Johnson: Marathon utilizes three methods of corrosion monitoring in crude and vacuum units: multipoint resistance measurement (iicorr, FSM, GE Betz RCM) systems for naphthenic acid corrosion, ER probes, and corrosion coupons. While use of coupons may not be considered an "advanced method" for monitoring corrosion, we continue to use them in our refining system.

Two of our refineries have installed multipoint resistance measurement technology in areas that previously experienced naphthenic acid corrosion. One refinery uses iicorr's field signature method system, while the other location utilizes GE Betz's RCM system. Neither of these systems is monitored continuously. Rather, spot readings taken routinely with the calculated corrosion rate are reported to the refinery.

A mix of ER probes and coupons is used in our refineries. Either is used, depending on the corrosion history of the particular circuit and how frequent corrosion data are required. One of our refineries utilizes a data logger on the ER probe signal to capture data on a near-continuous basis, whereas at all other locations the probes are typically monitored weekly.

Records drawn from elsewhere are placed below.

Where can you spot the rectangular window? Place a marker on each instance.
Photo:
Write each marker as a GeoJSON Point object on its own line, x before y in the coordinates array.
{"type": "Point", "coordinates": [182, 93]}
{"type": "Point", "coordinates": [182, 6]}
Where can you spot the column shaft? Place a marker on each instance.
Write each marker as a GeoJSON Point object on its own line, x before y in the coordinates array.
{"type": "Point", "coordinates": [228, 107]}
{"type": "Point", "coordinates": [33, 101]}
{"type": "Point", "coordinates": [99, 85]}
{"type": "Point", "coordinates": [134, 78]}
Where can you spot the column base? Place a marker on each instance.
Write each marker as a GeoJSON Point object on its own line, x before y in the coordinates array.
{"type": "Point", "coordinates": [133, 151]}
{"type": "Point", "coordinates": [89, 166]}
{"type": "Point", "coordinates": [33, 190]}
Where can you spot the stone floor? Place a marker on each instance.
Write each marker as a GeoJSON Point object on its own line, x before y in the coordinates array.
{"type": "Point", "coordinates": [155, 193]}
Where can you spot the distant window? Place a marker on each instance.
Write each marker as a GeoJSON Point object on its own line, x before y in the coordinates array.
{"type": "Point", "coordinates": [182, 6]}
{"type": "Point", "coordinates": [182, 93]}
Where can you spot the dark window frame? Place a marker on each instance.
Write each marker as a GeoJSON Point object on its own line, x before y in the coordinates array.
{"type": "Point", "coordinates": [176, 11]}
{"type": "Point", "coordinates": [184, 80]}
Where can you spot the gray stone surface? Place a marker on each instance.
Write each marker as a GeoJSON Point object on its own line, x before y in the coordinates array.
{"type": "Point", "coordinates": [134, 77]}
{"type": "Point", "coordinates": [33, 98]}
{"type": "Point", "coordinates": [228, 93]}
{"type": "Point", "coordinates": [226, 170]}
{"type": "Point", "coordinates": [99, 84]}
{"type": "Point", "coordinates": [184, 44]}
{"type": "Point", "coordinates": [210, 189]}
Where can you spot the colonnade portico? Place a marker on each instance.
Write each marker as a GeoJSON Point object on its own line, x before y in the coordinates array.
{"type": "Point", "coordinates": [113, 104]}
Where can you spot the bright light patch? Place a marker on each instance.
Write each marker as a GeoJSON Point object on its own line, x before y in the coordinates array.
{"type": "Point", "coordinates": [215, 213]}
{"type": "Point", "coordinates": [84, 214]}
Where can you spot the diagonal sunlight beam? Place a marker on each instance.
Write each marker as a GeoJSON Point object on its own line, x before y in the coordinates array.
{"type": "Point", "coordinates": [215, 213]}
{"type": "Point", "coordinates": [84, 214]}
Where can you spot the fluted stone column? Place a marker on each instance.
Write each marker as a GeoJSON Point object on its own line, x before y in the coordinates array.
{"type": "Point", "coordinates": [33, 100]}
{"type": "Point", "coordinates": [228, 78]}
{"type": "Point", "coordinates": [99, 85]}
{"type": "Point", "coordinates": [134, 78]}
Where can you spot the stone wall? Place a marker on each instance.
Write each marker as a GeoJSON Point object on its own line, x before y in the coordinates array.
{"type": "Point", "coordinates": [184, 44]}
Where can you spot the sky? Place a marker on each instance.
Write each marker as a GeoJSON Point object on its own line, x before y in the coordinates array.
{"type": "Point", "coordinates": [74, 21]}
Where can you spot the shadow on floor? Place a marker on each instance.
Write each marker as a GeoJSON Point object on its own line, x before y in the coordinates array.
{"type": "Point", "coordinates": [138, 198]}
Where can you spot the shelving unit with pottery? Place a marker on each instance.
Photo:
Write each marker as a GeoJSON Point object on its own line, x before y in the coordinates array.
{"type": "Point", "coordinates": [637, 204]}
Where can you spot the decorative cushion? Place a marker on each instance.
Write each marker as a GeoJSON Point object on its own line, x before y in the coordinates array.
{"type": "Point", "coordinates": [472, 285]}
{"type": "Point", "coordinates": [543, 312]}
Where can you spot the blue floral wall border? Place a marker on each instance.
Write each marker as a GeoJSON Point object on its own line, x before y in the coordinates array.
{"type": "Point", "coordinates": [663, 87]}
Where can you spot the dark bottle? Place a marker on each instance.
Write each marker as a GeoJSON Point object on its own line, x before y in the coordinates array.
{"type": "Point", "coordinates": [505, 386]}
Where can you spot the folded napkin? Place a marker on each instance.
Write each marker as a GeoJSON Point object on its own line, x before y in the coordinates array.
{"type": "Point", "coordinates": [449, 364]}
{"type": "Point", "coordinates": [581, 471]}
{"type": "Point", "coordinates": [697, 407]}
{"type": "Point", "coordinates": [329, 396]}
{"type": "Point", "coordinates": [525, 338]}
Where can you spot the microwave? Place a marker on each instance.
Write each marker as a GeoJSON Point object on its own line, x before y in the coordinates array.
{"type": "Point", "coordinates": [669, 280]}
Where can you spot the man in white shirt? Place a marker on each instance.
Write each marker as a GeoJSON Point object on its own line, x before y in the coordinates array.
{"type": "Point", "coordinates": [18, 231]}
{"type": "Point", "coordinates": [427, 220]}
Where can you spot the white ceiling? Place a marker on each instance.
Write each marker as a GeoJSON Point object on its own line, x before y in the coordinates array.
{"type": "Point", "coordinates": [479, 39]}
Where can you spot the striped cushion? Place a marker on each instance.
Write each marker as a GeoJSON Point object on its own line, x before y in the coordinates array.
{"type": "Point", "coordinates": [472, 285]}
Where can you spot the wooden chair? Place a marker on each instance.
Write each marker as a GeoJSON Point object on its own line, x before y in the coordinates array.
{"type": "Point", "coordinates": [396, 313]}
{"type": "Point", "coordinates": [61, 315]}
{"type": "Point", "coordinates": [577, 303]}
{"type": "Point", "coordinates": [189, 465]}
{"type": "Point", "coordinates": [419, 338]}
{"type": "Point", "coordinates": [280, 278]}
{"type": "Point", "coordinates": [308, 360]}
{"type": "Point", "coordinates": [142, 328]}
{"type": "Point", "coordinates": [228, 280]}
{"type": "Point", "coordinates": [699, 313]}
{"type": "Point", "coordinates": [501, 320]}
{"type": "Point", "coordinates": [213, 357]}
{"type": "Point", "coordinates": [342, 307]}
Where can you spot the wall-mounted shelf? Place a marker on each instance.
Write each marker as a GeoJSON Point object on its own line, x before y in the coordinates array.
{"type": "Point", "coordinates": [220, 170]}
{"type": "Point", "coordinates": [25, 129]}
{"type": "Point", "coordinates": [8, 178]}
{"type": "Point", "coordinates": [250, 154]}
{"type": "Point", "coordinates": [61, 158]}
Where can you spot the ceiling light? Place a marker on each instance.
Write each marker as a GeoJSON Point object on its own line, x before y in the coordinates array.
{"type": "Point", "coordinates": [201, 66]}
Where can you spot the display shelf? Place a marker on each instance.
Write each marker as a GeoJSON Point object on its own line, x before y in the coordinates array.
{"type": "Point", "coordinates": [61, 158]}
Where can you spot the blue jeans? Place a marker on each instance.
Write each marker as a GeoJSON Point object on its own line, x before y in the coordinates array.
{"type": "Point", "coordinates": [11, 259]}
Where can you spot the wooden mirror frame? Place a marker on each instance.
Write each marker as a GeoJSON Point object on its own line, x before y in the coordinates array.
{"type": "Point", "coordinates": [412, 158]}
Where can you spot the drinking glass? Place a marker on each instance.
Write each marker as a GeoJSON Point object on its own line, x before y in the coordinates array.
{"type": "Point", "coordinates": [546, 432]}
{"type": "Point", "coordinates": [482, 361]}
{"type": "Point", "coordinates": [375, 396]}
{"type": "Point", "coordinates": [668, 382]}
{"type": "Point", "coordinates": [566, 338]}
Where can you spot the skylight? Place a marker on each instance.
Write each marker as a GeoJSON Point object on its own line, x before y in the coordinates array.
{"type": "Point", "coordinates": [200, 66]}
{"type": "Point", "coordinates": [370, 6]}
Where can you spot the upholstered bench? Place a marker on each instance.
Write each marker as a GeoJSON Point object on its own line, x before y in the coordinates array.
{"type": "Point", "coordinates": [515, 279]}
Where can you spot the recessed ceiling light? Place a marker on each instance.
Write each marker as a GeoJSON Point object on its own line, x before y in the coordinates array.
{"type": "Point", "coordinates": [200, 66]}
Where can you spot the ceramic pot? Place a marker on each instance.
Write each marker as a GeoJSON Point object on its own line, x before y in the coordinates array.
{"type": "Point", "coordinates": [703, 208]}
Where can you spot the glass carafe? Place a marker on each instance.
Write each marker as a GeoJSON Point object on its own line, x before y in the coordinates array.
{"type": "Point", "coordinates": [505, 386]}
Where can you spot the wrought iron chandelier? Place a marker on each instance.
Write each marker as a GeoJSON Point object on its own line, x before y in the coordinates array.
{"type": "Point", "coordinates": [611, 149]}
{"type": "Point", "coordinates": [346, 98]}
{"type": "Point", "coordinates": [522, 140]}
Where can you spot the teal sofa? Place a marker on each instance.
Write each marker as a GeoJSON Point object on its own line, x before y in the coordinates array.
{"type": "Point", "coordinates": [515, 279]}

We have no examples in which data are sent to the DCS.

Corrosion coupons are still widely used, mainly for general corrosion monitoring. At one refinery designed for high TAN [total acid number] crudes, corrosion coupons of various less-corrosion-resistant metallurgies are placed in select circuits to provide data on the relative corrosivity of certain crudes and cuts. These data will be used in an effort to better optimize metallurgy requirements in the future and provide pertinent corrosion data if a common crude is processed at another location.

Meyne: Traditionally, standard corrosion coupons and ER probes are used to monitor corrosion in operating units. The main limitation of these types of corrosion monitoring devices is the limited amount of data they generate, usually one to two corrosion rates a week if not fewer.

Corrosion in operating units tends to be episodic and can be attributed to many changes in operating conditions. Under normal conditions, a system may see 1-5 mpy corrosion rates; however, the rates can spike up to hundreds of mpy during one of these corrosion episodes. It is critical to identify these corrosion spikes when they occur so that changes in operations or chemical additions can be made immediately to resolve the issue. By reducing the time of these spikes, the overall corrosion rate is minimized.

In order to "see" these corrosion spikes and overcome the limited data-acquiring capabilities of traditional coupons and ER probes, Champion utilizes data loggers to obtain multiple corrosion rates per day. Standard ER probes are hooked up to the data loggers that have the ability to store several days of corrosion rates.

Typically, the rates are uploaded to a hand-held unit out in the field and then downloaded to a PC. The data loggers can also be tied directly into a DCS via cables or wireless buses to yield true "real time" corrosion rates. These data loggers are part of our standard corrosion monitoring package and can be set to read corrosion rates on any given time interval.

Eberhard Lucke (Commonwealth Engineering & Construction LLC): I have not seen any operation yet that would show corrosion monitoring in the DCS. The most advanced I have seen (and I may be outdated on that) was installed corrosion probes with easy connections to a data logger (hand held, [personal digital assistant] PDA-like device). A dedicated maintenance person would walk the unit in certain intervals and collect all the data from the corrosion probes via data logger.

The data would then be transferred electronically into spread sheets and used in an off-line unit monitoring system. I assume that with new wireless technologies and internet connections, automatic data transfer into databases, and even into the DCS, should be no problem, if required.